Le destin de Cirilo et Zenon est scellé: il ne pourront se libérer de leur folie et malédiction respectives qu'en tuant l'homme-puma. Et c'est à Cirilo de le tuer, avec le couteau dont son frère a hérité. Pour trouver l'homme-puma, Cirilo doit suivre les traces de son père, tuant et volant sans vergogne. Même ses hommes de main viendront à craindre celui qui semblait être un doux agneau. Pour mettre la main sur ce hors-la-loi sanguinaire, les autorités iront jusqu'à faire prisonnier Zenon qui s'échappera grâce à son pouvoir lycanthropique. Et pendant ce temps, toujours plus abîmé dans sa folie, Cirilo avance toujours vers son destin, qui prendra les traits changeants de l'homme-puma et d'un assassin...

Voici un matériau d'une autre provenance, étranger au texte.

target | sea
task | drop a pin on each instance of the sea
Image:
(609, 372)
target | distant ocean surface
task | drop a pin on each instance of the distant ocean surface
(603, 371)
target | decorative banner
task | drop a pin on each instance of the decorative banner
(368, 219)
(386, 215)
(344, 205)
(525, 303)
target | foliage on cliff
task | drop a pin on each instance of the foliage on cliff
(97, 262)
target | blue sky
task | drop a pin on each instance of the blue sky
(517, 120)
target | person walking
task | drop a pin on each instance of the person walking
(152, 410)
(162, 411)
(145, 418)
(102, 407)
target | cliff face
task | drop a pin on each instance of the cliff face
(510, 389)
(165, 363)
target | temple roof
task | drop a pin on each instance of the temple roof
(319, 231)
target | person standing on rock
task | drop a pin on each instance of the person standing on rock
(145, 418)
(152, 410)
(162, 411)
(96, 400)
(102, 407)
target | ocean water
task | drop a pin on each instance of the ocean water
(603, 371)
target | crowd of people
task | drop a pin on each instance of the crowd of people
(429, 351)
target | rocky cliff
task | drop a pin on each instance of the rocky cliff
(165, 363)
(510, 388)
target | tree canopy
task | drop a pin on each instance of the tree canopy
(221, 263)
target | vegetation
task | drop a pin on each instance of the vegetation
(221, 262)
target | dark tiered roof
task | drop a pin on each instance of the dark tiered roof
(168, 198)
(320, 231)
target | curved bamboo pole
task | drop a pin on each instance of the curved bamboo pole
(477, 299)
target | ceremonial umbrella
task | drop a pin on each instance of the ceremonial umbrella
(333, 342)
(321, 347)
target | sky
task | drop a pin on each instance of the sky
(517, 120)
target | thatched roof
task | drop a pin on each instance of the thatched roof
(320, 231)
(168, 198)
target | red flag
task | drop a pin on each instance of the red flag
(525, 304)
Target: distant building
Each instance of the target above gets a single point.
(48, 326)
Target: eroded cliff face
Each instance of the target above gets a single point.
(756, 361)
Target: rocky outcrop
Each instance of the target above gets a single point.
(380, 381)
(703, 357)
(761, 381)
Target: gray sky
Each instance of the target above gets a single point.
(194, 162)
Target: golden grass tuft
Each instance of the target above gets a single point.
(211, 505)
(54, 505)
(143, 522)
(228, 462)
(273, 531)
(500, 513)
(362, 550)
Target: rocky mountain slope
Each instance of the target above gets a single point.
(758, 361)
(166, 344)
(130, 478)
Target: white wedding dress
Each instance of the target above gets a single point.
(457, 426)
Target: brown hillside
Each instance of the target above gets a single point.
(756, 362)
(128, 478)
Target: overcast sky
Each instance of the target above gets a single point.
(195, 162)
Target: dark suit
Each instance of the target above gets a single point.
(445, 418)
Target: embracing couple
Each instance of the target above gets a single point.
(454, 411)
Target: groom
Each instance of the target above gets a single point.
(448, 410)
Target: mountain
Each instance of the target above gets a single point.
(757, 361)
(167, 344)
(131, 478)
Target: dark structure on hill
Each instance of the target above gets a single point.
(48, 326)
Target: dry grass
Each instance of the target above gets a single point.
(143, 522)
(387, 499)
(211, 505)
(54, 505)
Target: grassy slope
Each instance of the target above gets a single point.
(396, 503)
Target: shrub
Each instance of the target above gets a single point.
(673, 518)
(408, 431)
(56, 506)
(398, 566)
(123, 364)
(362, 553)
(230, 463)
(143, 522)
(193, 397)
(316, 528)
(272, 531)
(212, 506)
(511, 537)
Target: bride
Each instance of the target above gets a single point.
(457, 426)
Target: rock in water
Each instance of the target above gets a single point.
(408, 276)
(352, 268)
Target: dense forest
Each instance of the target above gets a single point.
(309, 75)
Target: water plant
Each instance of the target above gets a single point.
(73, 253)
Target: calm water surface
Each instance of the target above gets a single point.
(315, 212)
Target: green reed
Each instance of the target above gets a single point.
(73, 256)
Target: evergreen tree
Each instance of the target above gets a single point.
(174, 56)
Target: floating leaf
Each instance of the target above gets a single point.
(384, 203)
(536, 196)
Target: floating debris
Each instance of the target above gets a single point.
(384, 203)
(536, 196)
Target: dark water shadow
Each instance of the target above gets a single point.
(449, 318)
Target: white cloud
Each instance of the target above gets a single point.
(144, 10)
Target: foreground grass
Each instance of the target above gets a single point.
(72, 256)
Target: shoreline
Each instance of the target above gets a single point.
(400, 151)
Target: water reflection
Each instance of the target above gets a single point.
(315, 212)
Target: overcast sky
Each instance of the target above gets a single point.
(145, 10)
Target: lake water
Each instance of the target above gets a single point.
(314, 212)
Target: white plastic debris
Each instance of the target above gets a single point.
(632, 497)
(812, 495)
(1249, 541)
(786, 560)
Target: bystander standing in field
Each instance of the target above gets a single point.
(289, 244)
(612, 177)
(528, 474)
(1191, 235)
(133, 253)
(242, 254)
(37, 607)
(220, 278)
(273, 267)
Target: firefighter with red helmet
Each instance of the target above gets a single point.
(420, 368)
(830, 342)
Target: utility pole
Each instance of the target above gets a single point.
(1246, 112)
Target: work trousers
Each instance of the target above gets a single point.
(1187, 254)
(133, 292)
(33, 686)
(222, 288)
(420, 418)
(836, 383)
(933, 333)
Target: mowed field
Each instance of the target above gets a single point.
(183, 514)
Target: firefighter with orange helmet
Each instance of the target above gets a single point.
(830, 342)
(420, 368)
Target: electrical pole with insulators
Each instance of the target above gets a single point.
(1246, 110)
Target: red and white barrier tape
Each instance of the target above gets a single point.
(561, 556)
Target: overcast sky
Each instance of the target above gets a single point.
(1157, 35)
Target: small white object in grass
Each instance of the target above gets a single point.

"Les vérités sont comme la lune, elles ont toujours deux visages"
Quel choc! Et bon sang que c'est court une BD! Deux exclamations qui en disent long sur mon état d'emballement après la lecture de cette Lune d'Argent. J'étais il y a peu comme beaucoup de lecteurs français, ignorant ou presque du talent de Nine croisé çà et là à travers ses illustrations, mais il m'a bien fallu me rendre à l'évidence: cet homme a un don. Dans Pampa, les planches sublimes le disputent aux planches magiques. L'approche des formes organiques de Nine est tantôt rachitisante tantôt bouffante, tantôt anguleuse et tantôt d'une rondeur toute sensuelle. On a l'impression de trouver un héritier de Goya converti aux cases et aux phylactères.
On ne peut pas parler de Nine sans évoquer la technique. Certains seront sans doute réfractaires à cette méthode, et ceux-là s'arrêteront sans doute à la couverture. Pour les autres, gageons que ceux qui ne connaissent pas encore l'artiste seront soufflés par sa maîtrise absolue de la mise en scène, des couleurs, de la perspective, des formes et des expressions, balancée par un trait de pastel qui conserve au dessin sa dimension de mystère et d'impalpable*. Signe que tout ce talent technique n'est là que pour mettre en valeur le propos, on décèle ici la trame du papier canson mi-teinte, là les raccords feuille à feuille pour parachever tel ou tel dessin. Le souci graphique est ailleurs, et Nine nous entraîne avec ferveur dans la passion et les affres de la vie des Parra.
Et de la passion il y en a dans l'histoire de Zentner. Il n'y a pas de bien et de mal dans Pampa. Ou plutôt, le bien et le mal sont comme les traits de Nine: entremêlés, indissociables, révélateurs réciproques. Chacun tisse son histoire de fils mélangés où percent toujours l'amour, le péché, le meurtre et la folie. L'humanité se fait détestable, se fait aimable, et Zentner nous montre l'inutilité du jugement, la candeur de notre moralité. Alors, qu'est-ce que je peux trouver au-delà de sublime? Aidez-moi quoi? Et puis aidez-vous aussi en vous jetant à corps perdu dans cette errance à travers la pampa argentine.